Once the proof of concept was completed and we had approval and funding for a production data lake, we assembled a team that included a cloud architect and senior data engineer. To get started with different AWS tools, we attended an AWS Data Lab. This AWS Data Lab helped us to accomplish more in a week than we probably could have over several months.
The initial source systems included were an Oracle database and two sets of application program interfaces (APIs). The below diagram is how we architected the different zones in our data lake in order to move different types of data. This framework helps us with data governance and security.
AWS DMS: To get data out of our Oracle database and into our Staging Zone, we use AWS DMS. Once we had AWS DMS set up, adding new tables to the sync became simple. This is a near real-time replication service. Once running, we rarely see a record take more than 10 seconds to make its way to AWS.
In the most recent release of AWS DMS (3.1.4), there is an option to automatically add the action taken (insert, update, delete) and the transaction log timestamp for when it happened. Many of our tables in our databases are either undated or have unreliable dates recorded. These two features help make historical reporting possible and help us to create the curated zone.
AWS Glue: Although we use AWS Glue to run our jobs, the code consists of a simple, 20-line Python script. This is how we kept the process dynamic. When moving data from the staging zone to the curated zone, we take the most recent record and transform the data into Parquet files. When we need to add a new table, we insert a new entry in the JSON, and the Python code knows to begin processing the file. The dates and action indicators that AWS DMS creates make this all possible. We process 100 tables using the same 20 lines of Python.
Amazon RedShift: This is our final structured reporting layer. AWS Glue solves our need to get data from the Curated Zone into Amazon Redshift. We use the AWS Glue crawler to create Amazon Athena (Athena) tables, which allows us to do basic joins and SQL transforms. This is where the standard ETL comes in and where custom code for each dimension table is needed.
We run reports with Amazon Redshift. The initial value we see is combining demographic data in Amazon Redshift with web log data by using Amazon Redshift Spectrum. The ability to understand how students use learning tools is valuable.
Currently, we are building out our Amazon Redshift data marts. The more dimensions we add to the database, the more value we can derive from the web logs.
We are also reviewing AWS Step Functions to streamline our AWS Glue jobs.
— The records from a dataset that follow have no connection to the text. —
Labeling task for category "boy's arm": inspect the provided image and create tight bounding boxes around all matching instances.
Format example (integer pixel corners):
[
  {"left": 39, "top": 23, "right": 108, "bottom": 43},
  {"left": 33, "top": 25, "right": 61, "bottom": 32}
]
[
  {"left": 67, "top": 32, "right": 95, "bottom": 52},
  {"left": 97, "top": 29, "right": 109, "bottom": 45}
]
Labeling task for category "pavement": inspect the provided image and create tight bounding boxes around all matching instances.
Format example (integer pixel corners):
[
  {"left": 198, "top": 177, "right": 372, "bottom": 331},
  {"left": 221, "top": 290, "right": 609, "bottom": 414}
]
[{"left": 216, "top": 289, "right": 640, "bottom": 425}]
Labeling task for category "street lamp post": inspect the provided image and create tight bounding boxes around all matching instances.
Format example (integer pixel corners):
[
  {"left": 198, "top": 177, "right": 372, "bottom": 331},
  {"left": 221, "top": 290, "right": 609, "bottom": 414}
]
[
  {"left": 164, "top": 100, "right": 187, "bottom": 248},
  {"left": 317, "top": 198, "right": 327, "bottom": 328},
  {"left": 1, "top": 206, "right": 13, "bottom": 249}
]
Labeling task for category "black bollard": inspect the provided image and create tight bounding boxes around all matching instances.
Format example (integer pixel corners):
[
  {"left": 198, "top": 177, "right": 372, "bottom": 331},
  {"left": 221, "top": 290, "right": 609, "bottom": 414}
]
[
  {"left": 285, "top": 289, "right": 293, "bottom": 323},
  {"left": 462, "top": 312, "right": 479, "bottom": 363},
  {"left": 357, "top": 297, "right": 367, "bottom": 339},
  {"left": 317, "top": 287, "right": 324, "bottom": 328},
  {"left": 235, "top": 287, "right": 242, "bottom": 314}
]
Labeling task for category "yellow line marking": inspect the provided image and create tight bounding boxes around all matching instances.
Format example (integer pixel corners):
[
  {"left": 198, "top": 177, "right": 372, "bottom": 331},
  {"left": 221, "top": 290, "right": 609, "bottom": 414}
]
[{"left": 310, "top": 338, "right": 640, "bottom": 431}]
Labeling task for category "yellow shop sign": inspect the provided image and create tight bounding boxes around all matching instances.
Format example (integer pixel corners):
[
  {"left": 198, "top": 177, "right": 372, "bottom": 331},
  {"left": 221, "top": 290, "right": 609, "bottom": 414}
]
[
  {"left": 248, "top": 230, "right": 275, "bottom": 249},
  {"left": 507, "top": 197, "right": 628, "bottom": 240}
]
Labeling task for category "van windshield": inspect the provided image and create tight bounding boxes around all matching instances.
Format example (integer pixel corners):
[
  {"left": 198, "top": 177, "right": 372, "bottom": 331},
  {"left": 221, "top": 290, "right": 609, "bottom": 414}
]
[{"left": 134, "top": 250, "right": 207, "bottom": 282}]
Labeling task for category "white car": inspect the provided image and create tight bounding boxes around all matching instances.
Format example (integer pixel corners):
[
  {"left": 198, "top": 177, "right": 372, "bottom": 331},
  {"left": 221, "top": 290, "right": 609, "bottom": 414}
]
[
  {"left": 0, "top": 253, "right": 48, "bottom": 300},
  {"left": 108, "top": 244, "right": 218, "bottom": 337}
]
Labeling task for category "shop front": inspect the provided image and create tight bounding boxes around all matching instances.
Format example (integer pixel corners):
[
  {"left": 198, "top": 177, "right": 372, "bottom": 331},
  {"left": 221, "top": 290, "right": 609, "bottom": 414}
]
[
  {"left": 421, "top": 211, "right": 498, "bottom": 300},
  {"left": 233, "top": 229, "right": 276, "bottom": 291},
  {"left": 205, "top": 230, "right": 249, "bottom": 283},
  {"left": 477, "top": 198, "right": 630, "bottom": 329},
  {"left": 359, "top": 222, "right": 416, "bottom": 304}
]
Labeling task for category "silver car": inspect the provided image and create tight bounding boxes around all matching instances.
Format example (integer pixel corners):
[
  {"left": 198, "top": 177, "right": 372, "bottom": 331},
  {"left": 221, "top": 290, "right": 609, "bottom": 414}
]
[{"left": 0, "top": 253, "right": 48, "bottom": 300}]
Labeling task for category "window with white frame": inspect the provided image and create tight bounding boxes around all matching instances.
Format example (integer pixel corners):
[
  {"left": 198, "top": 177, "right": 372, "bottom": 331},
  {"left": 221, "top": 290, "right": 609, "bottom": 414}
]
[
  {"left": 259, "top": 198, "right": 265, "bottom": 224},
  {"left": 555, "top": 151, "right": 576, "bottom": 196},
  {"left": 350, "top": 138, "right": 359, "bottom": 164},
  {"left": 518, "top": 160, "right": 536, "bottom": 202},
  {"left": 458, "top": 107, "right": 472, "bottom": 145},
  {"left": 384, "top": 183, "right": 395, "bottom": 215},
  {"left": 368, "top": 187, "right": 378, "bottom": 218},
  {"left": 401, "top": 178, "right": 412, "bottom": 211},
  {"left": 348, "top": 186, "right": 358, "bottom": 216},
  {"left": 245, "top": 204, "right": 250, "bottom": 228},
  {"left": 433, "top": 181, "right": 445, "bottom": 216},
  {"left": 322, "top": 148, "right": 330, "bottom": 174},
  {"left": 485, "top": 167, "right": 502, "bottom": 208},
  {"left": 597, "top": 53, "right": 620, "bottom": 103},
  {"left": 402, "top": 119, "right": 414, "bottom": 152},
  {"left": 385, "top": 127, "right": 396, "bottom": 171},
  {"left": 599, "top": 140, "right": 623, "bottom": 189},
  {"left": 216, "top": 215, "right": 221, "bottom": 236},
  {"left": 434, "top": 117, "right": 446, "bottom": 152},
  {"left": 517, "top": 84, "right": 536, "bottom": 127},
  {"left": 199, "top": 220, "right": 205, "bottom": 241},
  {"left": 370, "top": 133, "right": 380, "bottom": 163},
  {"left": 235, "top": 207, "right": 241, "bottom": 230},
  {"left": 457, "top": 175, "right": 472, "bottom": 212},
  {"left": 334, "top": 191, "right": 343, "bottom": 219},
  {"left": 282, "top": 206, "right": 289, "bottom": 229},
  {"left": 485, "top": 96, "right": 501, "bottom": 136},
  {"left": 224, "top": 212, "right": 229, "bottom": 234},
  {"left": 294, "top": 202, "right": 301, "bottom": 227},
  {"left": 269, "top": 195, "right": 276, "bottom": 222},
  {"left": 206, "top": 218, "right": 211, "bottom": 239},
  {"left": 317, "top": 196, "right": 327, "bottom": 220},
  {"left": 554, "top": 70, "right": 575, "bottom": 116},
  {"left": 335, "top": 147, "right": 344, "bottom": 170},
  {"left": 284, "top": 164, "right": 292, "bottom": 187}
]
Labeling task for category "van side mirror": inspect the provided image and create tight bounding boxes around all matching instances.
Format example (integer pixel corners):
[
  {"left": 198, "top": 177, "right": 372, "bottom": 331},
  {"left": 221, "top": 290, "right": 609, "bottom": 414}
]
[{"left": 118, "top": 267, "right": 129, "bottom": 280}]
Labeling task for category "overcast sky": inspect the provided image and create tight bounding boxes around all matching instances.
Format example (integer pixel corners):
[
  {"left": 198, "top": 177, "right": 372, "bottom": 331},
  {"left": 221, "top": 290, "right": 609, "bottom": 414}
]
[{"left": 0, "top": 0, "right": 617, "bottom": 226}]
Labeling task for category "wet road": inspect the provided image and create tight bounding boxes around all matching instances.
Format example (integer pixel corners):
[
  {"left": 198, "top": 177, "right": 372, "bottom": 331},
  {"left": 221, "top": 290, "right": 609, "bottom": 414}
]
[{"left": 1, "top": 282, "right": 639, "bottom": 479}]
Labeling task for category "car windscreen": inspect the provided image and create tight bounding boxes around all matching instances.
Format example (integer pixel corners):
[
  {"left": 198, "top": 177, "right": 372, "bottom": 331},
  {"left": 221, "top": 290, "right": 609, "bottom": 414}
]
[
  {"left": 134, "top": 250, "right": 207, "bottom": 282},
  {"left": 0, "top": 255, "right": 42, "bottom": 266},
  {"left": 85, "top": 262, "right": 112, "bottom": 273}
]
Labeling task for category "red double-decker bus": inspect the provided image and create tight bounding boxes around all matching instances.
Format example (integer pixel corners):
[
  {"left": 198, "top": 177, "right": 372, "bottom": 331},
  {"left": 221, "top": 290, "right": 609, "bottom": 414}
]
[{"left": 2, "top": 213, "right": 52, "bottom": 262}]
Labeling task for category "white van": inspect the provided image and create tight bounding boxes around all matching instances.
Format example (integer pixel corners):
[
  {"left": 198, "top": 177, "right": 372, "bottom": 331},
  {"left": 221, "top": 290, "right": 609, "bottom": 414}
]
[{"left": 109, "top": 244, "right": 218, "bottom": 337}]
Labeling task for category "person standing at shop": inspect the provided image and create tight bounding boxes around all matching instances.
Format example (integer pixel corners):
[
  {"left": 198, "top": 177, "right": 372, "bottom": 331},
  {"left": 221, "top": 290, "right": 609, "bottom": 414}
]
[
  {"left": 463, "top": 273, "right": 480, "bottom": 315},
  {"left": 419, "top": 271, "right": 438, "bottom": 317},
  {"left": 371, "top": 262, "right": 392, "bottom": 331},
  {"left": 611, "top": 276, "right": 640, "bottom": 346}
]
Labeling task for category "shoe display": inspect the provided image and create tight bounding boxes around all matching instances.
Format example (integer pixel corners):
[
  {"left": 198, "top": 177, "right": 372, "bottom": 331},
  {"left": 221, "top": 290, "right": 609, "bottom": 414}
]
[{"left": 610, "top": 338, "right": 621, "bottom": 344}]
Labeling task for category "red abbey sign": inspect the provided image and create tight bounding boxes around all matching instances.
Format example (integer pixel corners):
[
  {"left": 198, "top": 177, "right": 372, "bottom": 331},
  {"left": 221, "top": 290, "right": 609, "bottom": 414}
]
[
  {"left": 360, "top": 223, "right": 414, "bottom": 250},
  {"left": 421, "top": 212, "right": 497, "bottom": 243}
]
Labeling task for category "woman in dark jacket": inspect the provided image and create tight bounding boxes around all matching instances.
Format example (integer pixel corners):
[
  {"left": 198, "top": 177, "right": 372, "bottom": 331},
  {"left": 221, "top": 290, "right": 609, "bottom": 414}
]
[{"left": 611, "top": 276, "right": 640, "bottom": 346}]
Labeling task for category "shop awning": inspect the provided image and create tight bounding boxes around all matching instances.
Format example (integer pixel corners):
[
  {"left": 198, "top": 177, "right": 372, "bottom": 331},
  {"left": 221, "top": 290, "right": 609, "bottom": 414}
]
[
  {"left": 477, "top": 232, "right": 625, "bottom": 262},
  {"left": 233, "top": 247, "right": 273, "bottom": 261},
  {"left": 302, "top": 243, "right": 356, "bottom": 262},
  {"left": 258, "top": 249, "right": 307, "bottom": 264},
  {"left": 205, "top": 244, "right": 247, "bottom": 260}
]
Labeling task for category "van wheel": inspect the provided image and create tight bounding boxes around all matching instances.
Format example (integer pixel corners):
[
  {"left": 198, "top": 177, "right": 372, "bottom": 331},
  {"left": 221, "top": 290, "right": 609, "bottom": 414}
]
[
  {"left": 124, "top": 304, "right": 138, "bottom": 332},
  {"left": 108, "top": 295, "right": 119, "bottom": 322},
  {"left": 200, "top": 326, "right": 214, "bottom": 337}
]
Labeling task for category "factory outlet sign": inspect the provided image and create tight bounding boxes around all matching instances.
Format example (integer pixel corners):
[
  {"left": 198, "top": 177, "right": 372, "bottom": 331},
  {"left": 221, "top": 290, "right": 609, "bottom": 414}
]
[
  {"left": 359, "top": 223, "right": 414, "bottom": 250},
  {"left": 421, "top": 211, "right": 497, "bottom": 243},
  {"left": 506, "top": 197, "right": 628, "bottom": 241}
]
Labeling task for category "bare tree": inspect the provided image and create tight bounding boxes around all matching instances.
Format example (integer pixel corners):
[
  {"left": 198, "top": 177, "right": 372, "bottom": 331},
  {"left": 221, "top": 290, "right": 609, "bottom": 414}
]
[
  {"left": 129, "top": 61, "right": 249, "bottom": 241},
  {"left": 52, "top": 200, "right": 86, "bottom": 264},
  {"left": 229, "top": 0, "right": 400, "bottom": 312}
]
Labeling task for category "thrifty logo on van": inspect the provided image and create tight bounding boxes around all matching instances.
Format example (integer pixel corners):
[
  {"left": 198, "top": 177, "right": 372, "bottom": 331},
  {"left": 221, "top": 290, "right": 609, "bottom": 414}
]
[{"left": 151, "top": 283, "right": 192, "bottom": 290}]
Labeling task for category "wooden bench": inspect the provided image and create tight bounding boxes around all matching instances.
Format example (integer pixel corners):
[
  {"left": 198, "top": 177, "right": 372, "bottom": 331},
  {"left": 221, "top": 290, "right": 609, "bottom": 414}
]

Now that our data in AWS is structured in an optimal way for machine learning (ML) tools, we are looking to build prescriptive models to help us make better decisions that we otherwise aren’t able to see immediately.
Having a strong understanding of AWS DMS, AWS Glue, Athena, and Amazon Redshift helped us get our project moving, and this will benefit us when we start using AWS Lake Formation.
Building our data pipeline in AWS made us rethink many best practices that typical data warehouse developers have relied on for many years. We look forward to expanding our data lake with more sources and features over the next several years.